Guest Commentary: DJUSD Board Must Hold a Public Hearing Regarding the Role of District Staff in Max Benson’s Death

by Brendan White

David Greenwald’s December 13, 2022 article, “DJUSD Compelled to Change Policies Following Death of Max Benson Four Years Ago,” offers readers an excellent summary of the latest developments in the tragic saga surrounding the death of a student with disabilities. However, the actual findings of the US Department of Education’s Office of Civil Rights are shocking and deserve to be reported in detail. Indeed, OCR’s December 7, 2022 letter to Superintendent Best reads like an autopsy and proves that the negligence and incompetence of the DJUSD bureaucracy played a direct role in Max Benson’s death.

After four long years, we now know that DJUSD did not even have a current contract with the now infamous Guiding Hands non-public school: “Although the District continued [Benson’s] placement at [Guiding Hands] during the 2018-2019 school year, the District did not have a contract with NPS A for the 2018-2019 school year.” (OCR December 7, 2022 Letter to Superintendent Best, p. 13.)

We also finally learned that Guiding Hands staff physically restrained Max no fewer than 5 times for a total of 145 minutes in the time preceding his death.
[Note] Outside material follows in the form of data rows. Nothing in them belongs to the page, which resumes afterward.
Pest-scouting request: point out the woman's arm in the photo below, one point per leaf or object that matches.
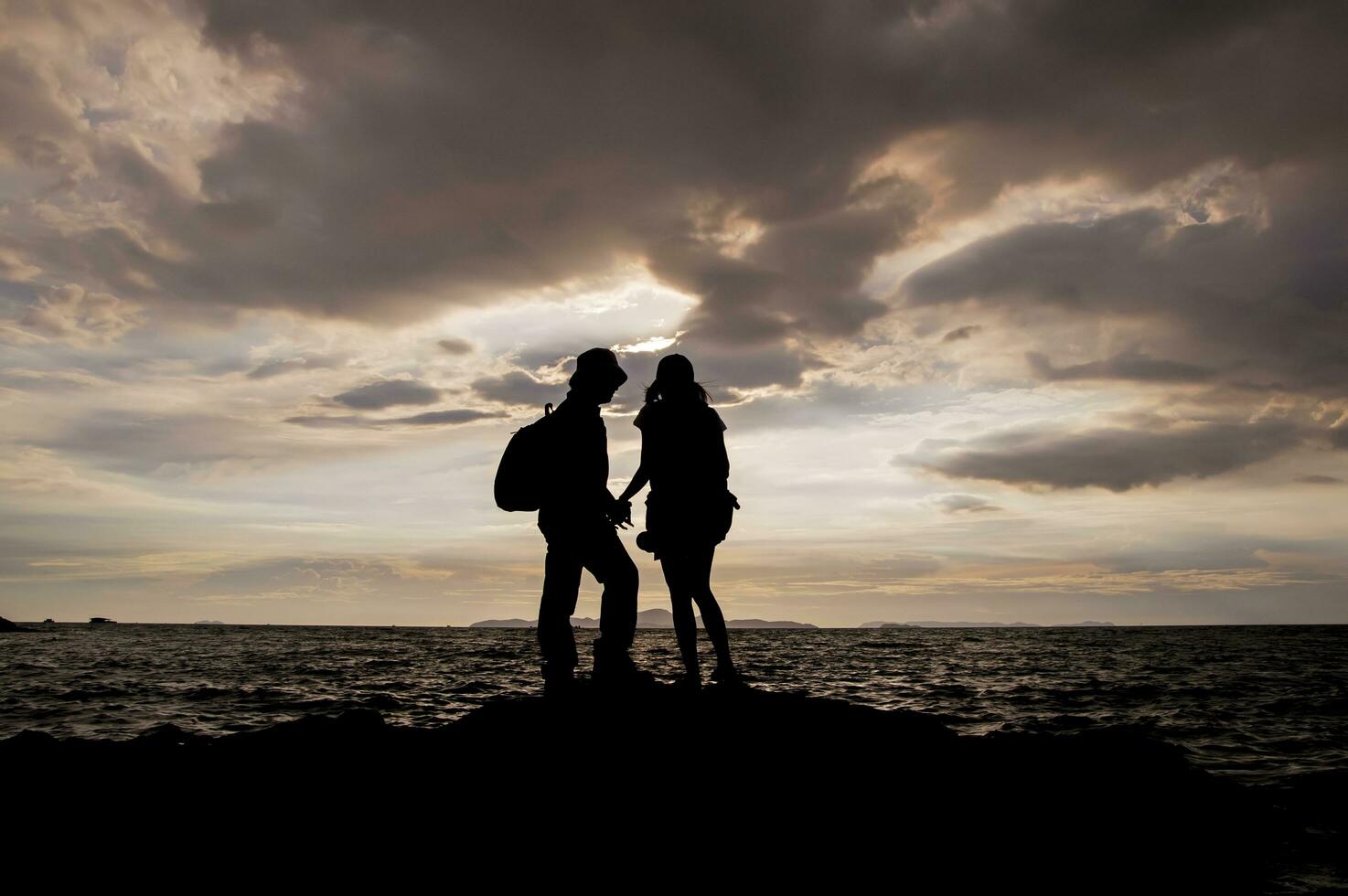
(637, 483)
(642, 475)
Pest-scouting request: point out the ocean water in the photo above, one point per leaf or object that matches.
(1260, 704)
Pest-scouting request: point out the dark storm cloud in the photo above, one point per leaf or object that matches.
(961, 333)
(1112, 458)
(376, 397)
(358, 421)
(1265, 304)
(438, 153)
(1122, 367)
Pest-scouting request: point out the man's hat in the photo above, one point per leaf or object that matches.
(599, 366)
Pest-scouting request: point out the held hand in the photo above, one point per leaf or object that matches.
(620, 514)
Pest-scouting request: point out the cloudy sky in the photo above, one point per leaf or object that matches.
(1024, 310)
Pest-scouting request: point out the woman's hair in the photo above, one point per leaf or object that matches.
(674, 380)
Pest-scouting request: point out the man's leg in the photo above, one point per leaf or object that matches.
(561, 586)
(607, 560)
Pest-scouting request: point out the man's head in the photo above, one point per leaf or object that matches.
(597, 375)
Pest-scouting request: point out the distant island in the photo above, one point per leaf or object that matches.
(940, 624)
(646, 619)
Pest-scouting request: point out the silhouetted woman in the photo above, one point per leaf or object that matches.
(688, 511)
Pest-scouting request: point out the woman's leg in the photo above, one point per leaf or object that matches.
(681, 599)
(700, 585)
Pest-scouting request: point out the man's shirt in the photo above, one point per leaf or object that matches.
(577, 468)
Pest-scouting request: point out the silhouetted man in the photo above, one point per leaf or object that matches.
(577, 517)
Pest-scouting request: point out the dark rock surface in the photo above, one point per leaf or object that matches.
(808, 790)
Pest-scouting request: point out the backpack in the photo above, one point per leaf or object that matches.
(522, 475)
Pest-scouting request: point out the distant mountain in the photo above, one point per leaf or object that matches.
(940, 624)
(512, 623)
(765, 624)
(654, 617)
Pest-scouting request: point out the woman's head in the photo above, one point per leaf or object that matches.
(674, 380)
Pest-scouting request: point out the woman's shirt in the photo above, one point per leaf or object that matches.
(684, 448)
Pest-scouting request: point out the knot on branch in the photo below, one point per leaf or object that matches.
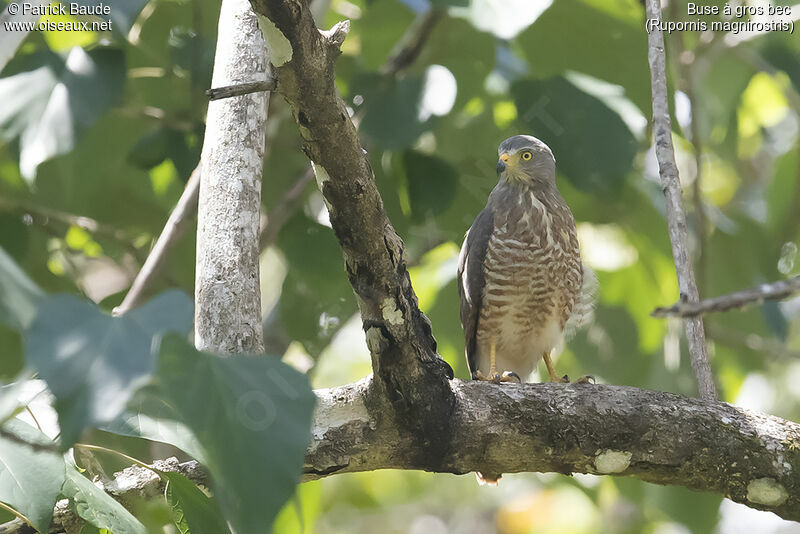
(337, 34)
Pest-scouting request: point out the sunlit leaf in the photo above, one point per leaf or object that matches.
(49, 104)
(592, 145)
(30, 476)
(97, 507)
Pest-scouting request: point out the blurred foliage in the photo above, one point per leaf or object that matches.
(99, 133)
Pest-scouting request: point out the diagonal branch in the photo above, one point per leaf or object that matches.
(654, 436)
(775, 291)
(670, 183)
(412, 375)
(175, 227)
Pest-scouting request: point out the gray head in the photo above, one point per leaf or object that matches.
(525, 159)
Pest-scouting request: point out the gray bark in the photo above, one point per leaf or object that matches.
(782, 289)
(413, 379)
(676, 218)
(227, 293)
(654, 436)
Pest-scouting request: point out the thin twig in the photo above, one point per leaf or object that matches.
(668, 170)
(173, 230)
(685, 65)
(738, 339)
(413, 41)
(239, 89)
(774, 291)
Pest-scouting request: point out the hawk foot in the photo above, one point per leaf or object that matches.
(586, 379)
(497, 378)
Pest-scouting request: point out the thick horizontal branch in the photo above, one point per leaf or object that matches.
(654, 436)
(676, 219)
(176, 226)
(413, 378)
(775, 291)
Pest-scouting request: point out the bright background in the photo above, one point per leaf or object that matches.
(109, 127)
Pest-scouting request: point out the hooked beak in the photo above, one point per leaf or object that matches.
(502, 163)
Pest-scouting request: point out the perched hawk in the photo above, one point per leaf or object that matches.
(521, 279)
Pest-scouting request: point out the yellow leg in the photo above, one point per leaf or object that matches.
(492, 358)
(552, 370)
(494, 376)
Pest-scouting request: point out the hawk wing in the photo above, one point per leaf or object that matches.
(583, 309)
(471, 279)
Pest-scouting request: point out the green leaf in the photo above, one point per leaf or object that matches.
(149, 416)
(614, 31)
(195, 512)
(93, 363)
(380, 28)
(97, 507)
(19, 295)
(391, 109)
(252, 416)
(30, 479)
(593, 146)
(432, 184)
(55, 98)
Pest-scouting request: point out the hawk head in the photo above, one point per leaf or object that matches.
(527, 160)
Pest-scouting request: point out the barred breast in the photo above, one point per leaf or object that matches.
(533, 276)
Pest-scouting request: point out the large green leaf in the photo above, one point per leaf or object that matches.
(19, 295)
(97, 507)
(93, 362)
(30, 477)
(122, 13)
(252, 416)
(195, 512)
(149, 416)
(593, 146)
(614, 30)
(48, 104)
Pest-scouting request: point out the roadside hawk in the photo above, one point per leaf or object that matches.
(521, 279)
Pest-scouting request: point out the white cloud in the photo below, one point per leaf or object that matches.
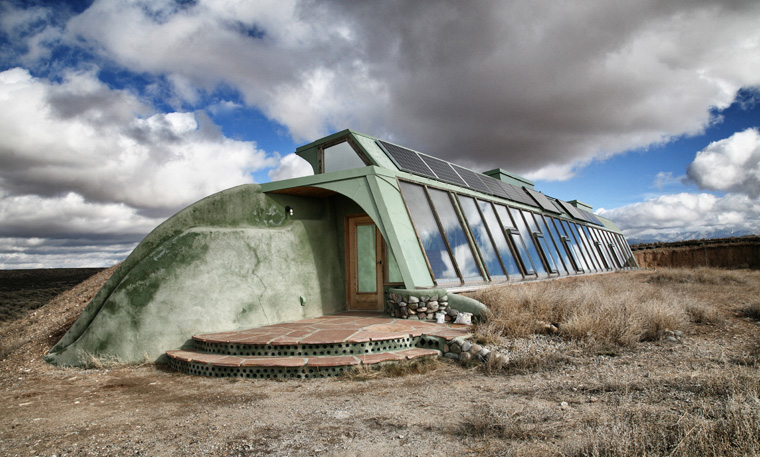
(729, 165)
(687, 216)
(666, 179)
(80, 161)
(291, 166)
(80, 136)
(541, 89)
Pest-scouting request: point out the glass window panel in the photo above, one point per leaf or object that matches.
(342, 157)
(480, 234)
(581, 250)
(562, 247)
(572, 247)
(544, 246)
(554, 248)
(627, 254)
(394, 273)
(601, 248)
(366, 258)
(509, 226)
(526, 235)
(500, 238)
(585, 247)
(611, 248)
(593, 253)
(430, 235)
(452, 228)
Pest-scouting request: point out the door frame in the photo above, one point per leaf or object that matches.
(355, 300)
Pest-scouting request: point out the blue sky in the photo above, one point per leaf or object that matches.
(118, 114)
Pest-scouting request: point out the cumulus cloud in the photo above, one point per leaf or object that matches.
(83, 164)
(291, 166)
(535, 87)
(105, 145)
(729, 165)
(687, 216)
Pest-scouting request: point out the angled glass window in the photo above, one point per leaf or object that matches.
(613, 248)
(517, 241)
(541, 242)
(341, 157)
(624, 248)
(570, 246)
(393, 274)
(588, 247)
(437, 253)
(562, 246)
(572, 231)
(517, 218)
(554, 249)
(482, 237)
(601, 249)
(500, 239)
(455, 234)
(366, 257)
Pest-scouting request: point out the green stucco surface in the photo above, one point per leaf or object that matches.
(232, 260)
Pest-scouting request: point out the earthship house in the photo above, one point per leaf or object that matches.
(378, 227)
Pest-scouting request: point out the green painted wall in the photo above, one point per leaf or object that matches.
(232, 260)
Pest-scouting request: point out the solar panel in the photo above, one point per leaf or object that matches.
(472, 179)
(443, 170)
(589, 216)
(541, 199)
(406, 159)
(495, 186)
(571, 210)
(517, 194)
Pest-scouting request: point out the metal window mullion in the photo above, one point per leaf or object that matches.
(443, 234)
(468, 234)
(414, 227)
(556, 244)
(538, 219)
(514, 229)
(491, 238)
(471, 237)
(509, 240)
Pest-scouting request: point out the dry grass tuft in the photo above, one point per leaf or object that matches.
(751, 310)
(728, 428)
(392, 370)
(700, 275)
(617, 310)
(498, 421)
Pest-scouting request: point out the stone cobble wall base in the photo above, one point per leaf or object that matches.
(464, 351)
(419, 307)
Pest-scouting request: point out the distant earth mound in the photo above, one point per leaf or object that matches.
(740, 252)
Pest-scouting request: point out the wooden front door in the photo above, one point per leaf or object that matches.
(364, 264)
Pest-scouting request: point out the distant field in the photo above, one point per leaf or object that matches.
(22, 291)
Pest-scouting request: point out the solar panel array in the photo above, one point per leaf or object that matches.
(408, 160)
(542, 200)
(571, 210)
(441, 170)
(590, 217)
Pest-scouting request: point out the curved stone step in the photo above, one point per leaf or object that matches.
(218, 365)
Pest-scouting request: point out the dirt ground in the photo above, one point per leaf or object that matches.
(449, 410)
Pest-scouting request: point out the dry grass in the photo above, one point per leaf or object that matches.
(700, 275)
(559, 326)
(723, 419)
(619, 309)
(751, 310)
(391, 370)
(726, 426)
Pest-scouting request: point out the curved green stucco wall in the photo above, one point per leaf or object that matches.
(232, 260)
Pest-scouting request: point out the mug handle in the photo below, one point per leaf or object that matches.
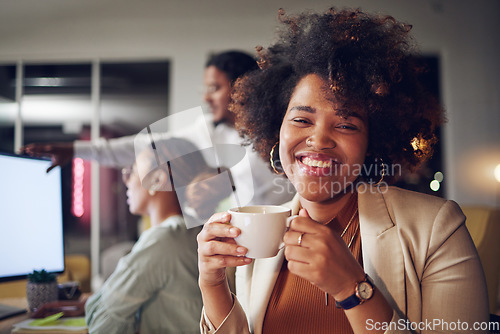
(288, 221)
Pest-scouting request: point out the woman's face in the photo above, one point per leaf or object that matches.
(217, 94)
(137, 196)
(322, 145)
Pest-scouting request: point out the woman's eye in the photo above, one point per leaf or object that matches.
(301, 121)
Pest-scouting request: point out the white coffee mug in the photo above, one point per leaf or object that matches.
(262, 228)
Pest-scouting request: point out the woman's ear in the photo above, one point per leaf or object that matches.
(160, 181)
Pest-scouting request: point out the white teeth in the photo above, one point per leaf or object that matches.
(316, 163)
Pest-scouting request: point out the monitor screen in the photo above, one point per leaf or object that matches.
(31, 218)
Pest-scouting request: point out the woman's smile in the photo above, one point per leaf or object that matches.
(322, 145)
(316, 164)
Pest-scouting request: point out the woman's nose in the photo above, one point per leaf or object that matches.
(321, 140)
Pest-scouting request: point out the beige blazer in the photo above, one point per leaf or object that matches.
(416, 249)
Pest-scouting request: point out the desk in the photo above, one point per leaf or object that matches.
(6, 324)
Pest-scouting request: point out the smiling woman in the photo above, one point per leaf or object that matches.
(340, 95)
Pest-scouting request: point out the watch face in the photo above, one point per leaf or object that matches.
(365, 290)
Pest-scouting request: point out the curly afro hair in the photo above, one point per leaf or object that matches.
(367, 60)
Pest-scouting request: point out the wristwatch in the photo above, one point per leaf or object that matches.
(362, 292)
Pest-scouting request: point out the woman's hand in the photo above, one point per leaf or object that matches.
(218, 250)
(322, 258)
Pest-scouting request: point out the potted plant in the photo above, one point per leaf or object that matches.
(41, 288)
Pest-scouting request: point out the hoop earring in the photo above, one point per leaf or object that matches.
(382, 174)
(271, 159)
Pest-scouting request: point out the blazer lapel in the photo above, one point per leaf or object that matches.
(382, 255)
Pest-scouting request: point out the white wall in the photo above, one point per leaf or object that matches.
(463, 32)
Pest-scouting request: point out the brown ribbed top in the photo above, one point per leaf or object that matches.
(297, 306)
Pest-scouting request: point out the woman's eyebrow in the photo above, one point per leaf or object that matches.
(349, 113)
(304, 108)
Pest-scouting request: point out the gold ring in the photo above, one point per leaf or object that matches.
(299, 241)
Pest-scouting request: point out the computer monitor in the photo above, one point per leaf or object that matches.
(31, 217)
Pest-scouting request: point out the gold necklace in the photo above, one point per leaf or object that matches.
(341, 236)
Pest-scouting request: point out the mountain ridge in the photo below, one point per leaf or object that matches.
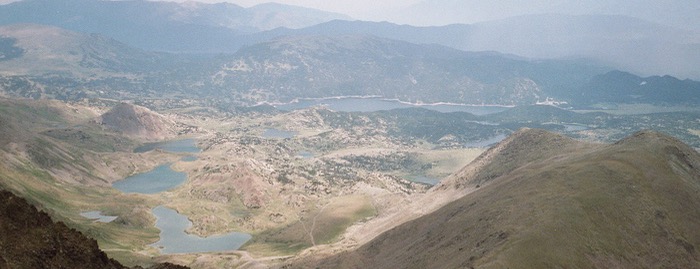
(630, 204)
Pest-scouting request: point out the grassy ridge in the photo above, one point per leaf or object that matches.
(633, 204)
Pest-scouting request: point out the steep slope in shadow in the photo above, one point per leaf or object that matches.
(30, 239)
(633, 204)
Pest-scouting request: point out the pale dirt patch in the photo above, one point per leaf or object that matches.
(695, 132)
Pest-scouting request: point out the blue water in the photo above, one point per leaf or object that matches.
(173, 238)
(160, 179)
(378, 104)
(177, 146)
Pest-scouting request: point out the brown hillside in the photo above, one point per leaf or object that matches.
(138, 122)
(633, 204)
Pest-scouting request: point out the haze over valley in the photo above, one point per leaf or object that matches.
(169, 134)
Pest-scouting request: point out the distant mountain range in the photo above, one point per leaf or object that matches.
(680, 14)
(545, 200)
(164, 26)
(621, 41)
(49, 62)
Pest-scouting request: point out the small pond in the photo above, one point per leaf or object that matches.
(160, 179)
(174, 239)
(97, 216)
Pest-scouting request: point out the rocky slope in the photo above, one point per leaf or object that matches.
(138, 122)
(30, 239)
(632, 204)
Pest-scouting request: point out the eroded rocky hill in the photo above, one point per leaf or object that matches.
(632, 204)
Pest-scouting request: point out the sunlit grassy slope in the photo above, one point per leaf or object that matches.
(633, 204)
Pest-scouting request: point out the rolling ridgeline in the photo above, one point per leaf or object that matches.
(545, 200)
(563, 189)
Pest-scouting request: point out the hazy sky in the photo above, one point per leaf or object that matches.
(358, 9)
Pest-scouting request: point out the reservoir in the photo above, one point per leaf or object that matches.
(357, 104)
(173, 238)
(160, 179)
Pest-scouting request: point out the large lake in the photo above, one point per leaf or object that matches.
(357, 104)
(172, 225)
(174, 239)
(160, 179)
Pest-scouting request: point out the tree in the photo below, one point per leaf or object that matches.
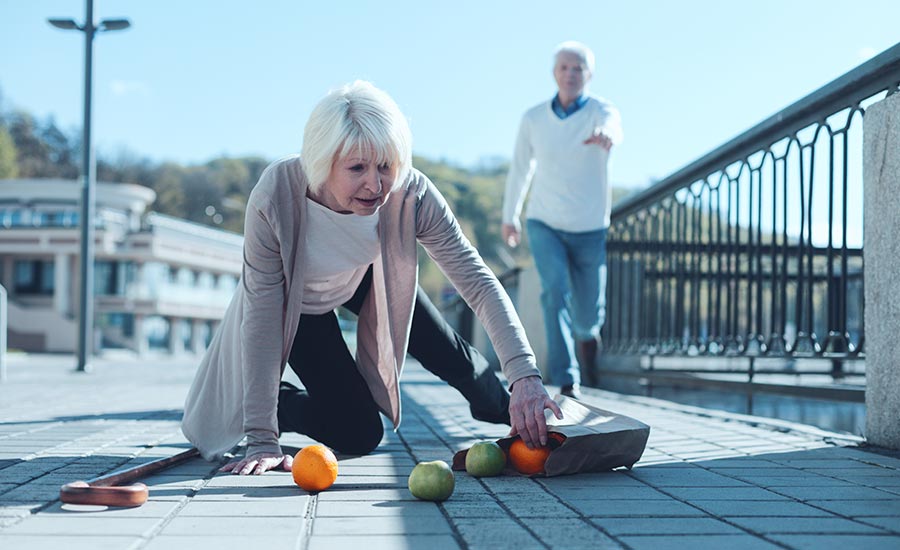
(9, 167)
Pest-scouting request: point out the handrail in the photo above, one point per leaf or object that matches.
(877, 74)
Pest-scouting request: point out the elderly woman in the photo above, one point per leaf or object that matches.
(338, 226)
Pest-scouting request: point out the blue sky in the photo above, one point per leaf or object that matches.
(196, 79)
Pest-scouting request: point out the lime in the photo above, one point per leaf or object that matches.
(485, 459)
(431, 481)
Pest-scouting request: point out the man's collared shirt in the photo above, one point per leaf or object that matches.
(573, 107)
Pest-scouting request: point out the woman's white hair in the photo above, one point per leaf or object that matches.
(577, 48)
(355, 117)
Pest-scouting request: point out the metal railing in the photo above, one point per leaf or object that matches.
(4, 326)
(756, 249)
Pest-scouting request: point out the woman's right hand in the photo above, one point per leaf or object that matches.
(511, 235)
(259, 463)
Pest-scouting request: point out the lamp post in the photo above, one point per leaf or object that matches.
(88, 171)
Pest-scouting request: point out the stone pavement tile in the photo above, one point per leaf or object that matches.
(617, 493)
(887, 483)
(751, 473)
(374, 469)
(266, 492)
(268, 479)
(415, 509)
(570, 534)
(866, 470)
(743, 463)
(838, 542)
(377, 495)
(617, 478)
(512, 484)
(232, 541)
(48, 542)
(476, 508)
(665, 526)
(380, 542)
(381, 525)
(384, 481)
(860, 508)
(495, 533)
(803, 525)
(680, 542)
(802, 481)
(289, 507)
(541, 506)
(890, 523)
(693, 477)
(764, 508)
(270, 526)
(723, 493)
(835, 493)
(635, 508)
(83, 526)
(150, 509)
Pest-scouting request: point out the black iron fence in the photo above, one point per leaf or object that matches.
(756, 249)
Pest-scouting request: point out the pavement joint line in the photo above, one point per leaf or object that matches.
(720, 518)
(454, 530)
(309, 518)
(774, 490)
(774, 424)
(147, 538)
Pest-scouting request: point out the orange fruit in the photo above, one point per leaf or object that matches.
(531, 461)
(315, 468)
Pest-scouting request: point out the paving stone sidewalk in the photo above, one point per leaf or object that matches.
(707, 480)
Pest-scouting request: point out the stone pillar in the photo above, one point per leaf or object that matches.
(141, 345)
(528, 306)
(176, 344)
(62, 283)
(881, 180)
(198, 332)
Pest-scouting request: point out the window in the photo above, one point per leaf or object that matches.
(34, 277)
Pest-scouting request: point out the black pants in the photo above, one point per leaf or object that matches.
(336, 407)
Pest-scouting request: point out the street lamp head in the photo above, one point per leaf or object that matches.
(65, 24)
(114, 24)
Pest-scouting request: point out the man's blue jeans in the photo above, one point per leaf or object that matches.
(572, 268)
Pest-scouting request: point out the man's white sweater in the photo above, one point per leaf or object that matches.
(568, 180)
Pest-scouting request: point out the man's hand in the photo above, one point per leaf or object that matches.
(258, 463)
(601, 139)
(511, 235)
(526, 411)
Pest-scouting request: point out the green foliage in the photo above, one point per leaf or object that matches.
(9, 168)
(215, 193)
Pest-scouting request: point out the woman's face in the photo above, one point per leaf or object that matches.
(356, 185)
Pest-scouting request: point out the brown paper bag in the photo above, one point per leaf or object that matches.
(596, 440)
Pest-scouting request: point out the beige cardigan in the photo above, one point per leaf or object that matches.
(235, 391)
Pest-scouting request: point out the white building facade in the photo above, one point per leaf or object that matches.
(160, 283)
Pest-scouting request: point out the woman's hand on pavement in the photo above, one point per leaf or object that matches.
(526, 411)
(259, 463)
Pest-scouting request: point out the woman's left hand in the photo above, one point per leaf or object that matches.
(526, 411)
(259, 463)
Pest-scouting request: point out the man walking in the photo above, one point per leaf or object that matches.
(561, 153)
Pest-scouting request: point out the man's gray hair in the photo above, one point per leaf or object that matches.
(356, 116)
(583, 52)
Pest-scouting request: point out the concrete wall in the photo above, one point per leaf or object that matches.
(881, 177)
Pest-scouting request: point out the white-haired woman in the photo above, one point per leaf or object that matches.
(338, 226)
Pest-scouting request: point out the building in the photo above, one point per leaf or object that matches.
(159, 282)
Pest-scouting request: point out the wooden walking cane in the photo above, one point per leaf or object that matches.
(107, 490)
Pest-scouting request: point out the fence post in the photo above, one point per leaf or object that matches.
(881, 180)
(4, 324)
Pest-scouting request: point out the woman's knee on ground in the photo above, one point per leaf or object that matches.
(356, 434)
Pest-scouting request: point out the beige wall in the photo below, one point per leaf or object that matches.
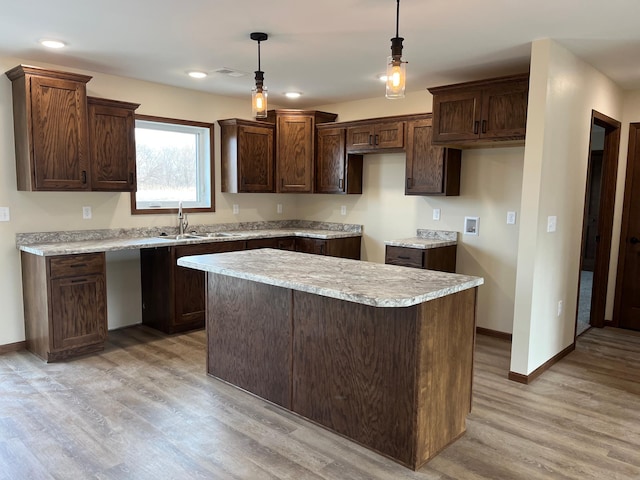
(563, 92)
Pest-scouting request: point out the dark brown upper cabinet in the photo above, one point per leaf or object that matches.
(296, 147)
(247, 156)
(372, 135)
(430, 169)
(481, 112)
(113, 144)
(51, 129)
(336, 170)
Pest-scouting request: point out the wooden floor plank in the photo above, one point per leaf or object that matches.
(144, 408)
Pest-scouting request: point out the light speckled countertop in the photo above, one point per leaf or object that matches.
(368, 283)
(427, 239)
(91, 241)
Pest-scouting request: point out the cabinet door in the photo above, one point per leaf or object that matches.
(79, 312)
(504, 111)
(330, 161)
(295, 154)
(60, 134)
(190, 285)
(255, 159)
(456, 116)
(430, 169)
(113, 147)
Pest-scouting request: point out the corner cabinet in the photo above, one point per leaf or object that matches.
(296, 148)
(65, 305)
(430, 169)
(336, 170)
(51, 129)
(113, 145)
(247, 162)
(481, 112)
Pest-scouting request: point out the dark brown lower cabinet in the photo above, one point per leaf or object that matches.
(439, 258)
(65, 304)
(173, 297)
(335, 247)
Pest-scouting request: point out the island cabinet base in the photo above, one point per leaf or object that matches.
(396, 380)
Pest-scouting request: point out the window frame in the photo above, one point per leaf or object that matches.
(172, 210)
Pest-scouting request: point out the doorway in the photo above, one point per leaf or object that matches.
(597, 225)
(626, 310)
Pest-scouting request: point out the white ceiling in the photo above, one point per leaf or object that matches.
(331, 50)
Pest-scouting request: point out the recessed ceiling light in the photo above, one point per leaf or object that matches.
(52, 43)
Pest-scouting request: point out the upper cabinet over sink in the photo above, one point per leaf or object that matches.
(66, 141)
(481, 112)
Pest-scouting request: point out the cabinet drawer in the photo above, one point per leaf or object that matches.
(76, 265)
(406, 257)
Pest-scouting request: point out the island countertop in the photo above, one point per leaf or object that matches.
(368, 283)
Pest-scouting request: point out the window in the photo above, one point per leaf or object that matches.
(173, 165)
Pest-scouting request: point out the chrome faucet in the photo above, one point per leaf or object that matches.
(183, 223)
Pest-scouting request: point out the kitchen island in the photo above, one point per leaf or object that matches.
(378, 353)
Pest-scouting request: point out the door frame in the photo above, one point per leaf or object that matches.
(633, 161)
(605, 216)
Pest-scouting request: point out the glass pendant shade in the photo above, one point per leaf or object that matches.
(259, 102)
(396, 77)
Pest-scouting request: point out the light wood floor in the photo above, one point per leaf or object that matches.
(145, 409)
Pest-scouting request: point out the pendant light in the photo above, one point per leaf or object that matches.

Three of those restraints were “prone,” the position in which Max ultimately died. More shocking, when Guiding Hands staff emailed the District an emergency report regarding one of these restraints, DJUSD bureaucrats did not even bother to read it: “Program Specialist 1 and Program Specialist 2 revealed that neither had read the [redacted content], 2018 emergency report because each person thought the other person had read it.” (OCR Letter, p. 15.) One of these unnamed “Program Specialists” was not alarmed by the pattern of violent, physical restraints inflicted on Max in the weeks leading up to his death, believing such restraints were “innocuous.” (Ibid.) The other claimed s/he believed it was necessary to call a meeting of Max’s Individualized Educational Program (IEP) teams to address the restraints, but Max was killed before the “specialist” could bestir him or herself to action.

The citizens of Davis should know that DJUSD’s incompetence and complacency was a direct and substantial cause of Max’s death. DJUSD’s Board of Trustees should hold a public hearing to review OCR’s findings and to demand the resignations of all staff involved in this eminently preventable tragedy, beginning with Superintendent Best.